De los orígenes al marco actual
En 1977, el parapente surgía aún como una práctica de exploradores. En el Markstein, en los Vosgos, un relieve generoso y condiciones a menudo favorables forjaron rápidamente una cultura local distintiva. La Compañía Europea de Modelismo (CEM) inscribió luego este sitio en la historia del material europeo: velas diseñadas para durar, pensadas en laboratorio pero validadas ante todo en la ladera. Ha visto evolucionar las generaciones: cada cambio técnico respondió a una necesidad concreta en tierra, nunca a una carrera por el catálogo.
Hoy, el ecosistema ha madurado. Se observa que las certificaciones EN/ASTL estructuran ahora los modelos, la formación se ha profesionalizado y la información en línea es inmediata. El material actual ofrece más confort, estabilidad y tolerancia en vuelo. Sin embargo, estos avances no modifican la física del viento ni las realidades orográficas propias de esta zona de los Vosgos.
El arraigo en tierra: lo que permanece inmutable
Su práctica en el Markstein, ya sea un primer vuelo o una competición, se basa en los mismos cimientos. El campo exige respeto: debe analizar las corrientes ascendentes aguas arriba, identificar zonas de turbulencia bajo la vertiente y leer con precisión la base de las nubes. La tecnología ha simplificado algunos gestos, pero nunca reemplaza su capacidad para adaptar la velocidad de pérdida al estado real del aire. El terreno impone sus reglas, no las fichas técnicas.
- Verifique siempre la meteorología local y la evolución de las masas de aire antes del despegue.
- Manténgase prudente, progresivo y concreto al gestionar sus propios límites físicos.
- Ajuste su nivel de vuelo según su fatiga real y el estado del material.
- Priorice siempre el consejo personalizado y los márgenes de seguridad antes de cada vuelo a altitud.

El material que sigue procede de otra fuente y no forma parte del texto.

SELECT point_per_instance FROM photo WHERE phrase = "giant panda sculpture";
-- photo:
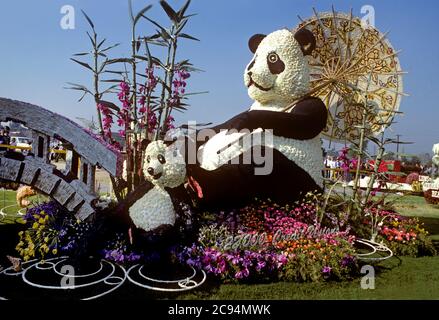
(277, 75)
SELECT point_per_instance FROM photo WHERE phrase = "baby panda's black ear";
(254, 42)
(306, 40)
(168, 142)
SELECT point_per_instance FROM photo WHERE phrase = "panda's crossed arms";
(305, 121)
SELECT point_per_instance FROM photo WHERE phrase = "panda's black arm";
(305, 121)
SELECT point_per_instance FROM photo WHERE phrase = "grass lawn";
(416, 206)
(414, 278)
(397, 278)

La vigilancia como brújula
El legado CEM en el Markstein nos recuerda una obviedad: el parapente es un deporte de campo antes que una cuestión de especificaciones. Las alas han ganado en precisión, pero usted sigue siendo el primer eslabón de la cadena de seguridad. Un vuelo exitoso no se mide por la distancia recorrida, sino por su capacidad para regresar al suelo respetando sus límites de actuación. La experiencia se construye repitiendo los buenos reflejos, nunca improvisando.
Sigue un punto de vigilancia práctica: la lectura de los gráficos térmicos y las corrientes cizalladas debe convertirse en un reflejo diario, especialmente durante las transiciones estacionales donde la atmósfera cambia rápido. No confunda nunca el confort técnico con el dominio del terreno.